Rolling Stone reports that in the run-up to last week’s election, Trump “made a series of phone calls to GOP lawmakers and other elected officials, demanding that they endorse him before he announced he’s running— or at least right after, according to two sources with knowledge of the conversations.” He added that he was keeping track of who endorsed him early, and that “those who waited too long” were “not gonna like” the fate that would befall them when he wins. He apparently also said that he was tracking who dumped him for Florida governor Ron DeSantis or other possible 2024 primary opponents, according to sources familiar with the matter. “He said it was ‘not a tough call’ to make and that there was one right move: endorsing him ASAP,” one of the sources told the outlet.
And while no one likes to be threatened— and especially not by a guy who has a documented history of going after his perceived enemies— it appears that the tough talk has… not had the effect that Trump had hoped. As Rolling Stone notes, “the party’s heavy hitters— even some who have previously been quick to stand behind him— have been hesitant to hop on board,” and when the ex-president kicked off his candidacy at Mar-a-Lago on Tuesday night, “Madison Cawthorn, the scandal-ridden outgoing representative from North Carolina, was the only member of Congress who bothered to attend.”
And the story only gets sadder from there:
…In the last several weeks alone, billionaire Republicans Stephen Schwarzman, Ken Griffin, and Ronald Lauder have publicly dropped him, while his former secretary of state and previously devoted footstool, Mike Pompeo, tweeted: “We need more seriousness, less noise, and leaders who are looking forward, not staring in the rearview mirror claiming victimhood.” Top party leaders Mitch McConnell, Josh Hawley, Tom Cotton, and Kevin McCarthy won’t say if they support him.
In other mob boss behavior, last week Trump told reporters, of DeSantis, “If he did run, I will tell you things about him that won’t be very flattering. I know more about him than anybody other than perhaps his wife, who is really running his campaign.”

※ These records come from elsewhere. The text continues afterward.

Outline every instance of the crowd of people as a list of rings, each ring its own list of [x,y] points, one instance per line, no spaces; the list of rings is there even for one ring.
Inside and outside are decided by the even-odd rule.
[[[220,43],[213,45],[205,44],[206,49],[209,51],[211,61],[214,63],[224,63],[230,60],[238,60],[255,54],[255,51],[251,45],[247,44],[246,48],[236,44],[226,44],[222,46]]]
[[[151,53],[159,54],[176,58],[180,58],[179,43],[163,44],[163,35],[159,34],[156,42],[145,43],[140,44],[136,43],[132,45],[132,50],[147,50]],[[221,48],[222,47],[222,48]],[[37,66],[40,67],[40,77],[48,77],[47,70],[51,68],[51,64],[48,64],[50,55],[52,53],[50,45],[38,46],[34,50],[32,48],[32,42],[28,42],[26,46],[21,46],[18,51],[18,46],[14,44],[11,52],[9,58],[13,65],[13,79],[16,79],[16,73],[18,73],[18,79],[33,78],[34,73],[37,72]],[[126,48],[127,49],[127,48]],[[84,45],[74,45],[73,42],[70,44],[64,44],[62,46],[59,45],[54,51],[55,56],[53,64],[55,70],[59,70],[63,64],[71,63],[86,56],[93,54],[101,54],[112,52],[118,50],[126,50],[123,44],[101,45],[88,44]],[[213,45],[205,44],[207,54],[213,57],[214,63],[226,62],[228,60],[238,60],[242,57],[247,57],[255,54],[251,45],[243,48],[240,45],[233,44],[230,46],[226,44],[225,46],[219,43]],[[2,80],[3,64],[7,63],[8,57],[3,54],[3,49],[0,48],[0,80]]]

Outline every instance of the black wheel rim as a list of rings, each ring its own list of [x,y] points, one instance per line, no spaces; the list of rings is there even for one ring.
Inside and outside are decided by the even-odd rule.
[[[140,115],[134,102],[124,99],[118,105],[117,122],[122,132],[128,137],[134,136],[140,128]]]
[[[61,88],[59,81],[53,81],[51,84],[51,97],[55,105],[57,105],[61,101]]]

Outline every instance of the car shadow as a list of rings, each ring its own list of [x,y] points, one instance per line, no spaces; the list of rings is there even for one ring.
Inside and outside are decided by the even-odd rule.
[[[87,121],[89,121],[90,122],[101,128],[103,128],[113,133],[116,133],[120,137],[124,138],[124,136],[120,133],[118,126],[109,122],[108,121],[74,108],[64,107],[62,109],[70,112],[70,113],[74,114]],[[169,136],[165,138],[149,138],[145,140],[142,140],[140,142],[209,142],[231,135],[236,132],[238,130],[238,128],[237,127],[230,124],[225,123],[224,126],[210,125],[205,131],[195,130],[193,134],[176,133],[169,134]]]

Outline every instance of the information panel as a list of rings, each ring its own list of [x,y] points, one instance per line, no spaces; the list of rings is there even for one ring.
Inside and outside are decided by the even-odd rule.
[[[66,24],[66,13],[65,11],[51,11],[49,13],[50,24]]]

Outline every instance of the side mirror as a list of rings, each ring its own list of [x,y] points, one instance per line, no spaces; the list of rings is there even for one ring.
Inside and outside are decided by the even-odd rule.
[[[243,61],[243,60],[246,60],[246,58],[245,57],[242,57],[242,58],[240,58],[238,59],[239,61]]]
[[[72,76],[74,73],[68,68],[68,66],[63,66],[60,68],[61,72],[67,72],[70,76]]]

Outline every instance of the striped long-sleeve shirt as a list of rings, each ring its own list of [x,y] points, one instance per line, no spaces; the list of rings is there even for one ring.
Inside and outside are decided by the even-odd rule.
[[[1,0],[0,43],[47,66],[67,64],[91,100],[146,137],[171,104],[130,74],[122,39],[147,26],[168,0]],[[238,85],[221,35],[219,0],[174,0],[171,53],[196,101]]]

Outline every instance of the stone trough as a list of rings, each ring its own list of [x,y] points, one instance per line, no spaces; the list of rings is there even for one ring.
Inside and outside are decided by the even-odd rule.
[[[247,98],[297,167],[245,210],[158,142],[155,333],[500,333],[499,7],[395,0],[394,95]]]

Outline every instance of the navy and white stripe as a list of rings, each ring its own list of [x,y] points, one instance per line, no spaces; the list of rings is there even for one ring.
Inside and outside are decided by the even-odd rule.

Nancy Pelosi, who will step down from her leadership position, flips Trump off on her way out the door:

Today John Harris compared Trump’s salience and resonance to that of “an overused narcotic… It used to be that even people who found his politics and character repellent could still find something enlivening in his performance. Trump in earlier days was often funny. He knew it, and he used it. At a minimum, there was never a doubt that he was vastly entertaining himself. On the week that he announced his third presidential campaign, there is ample reason to doubt. Trump is a master of demagogic arts. But in his long, numbing speech at Mar-a-Lago this week, something in the potion was off… The most significant change— it is dramatic— was that in 2015 Trump was self-evidently having fun and good-naturedly inviting his audience to have fun with him… [F]or all the raucous braggadocio, there was a human dimension to Trump in 2015 that was barely evident in the heavy, heaving, hectoring tone of this week’s announcement… Deep down, Trump is too much of a natural performer not to know the truth. He is no longer having fun. When he is boring even to himself, it’s going to be very hard to keep his audience.”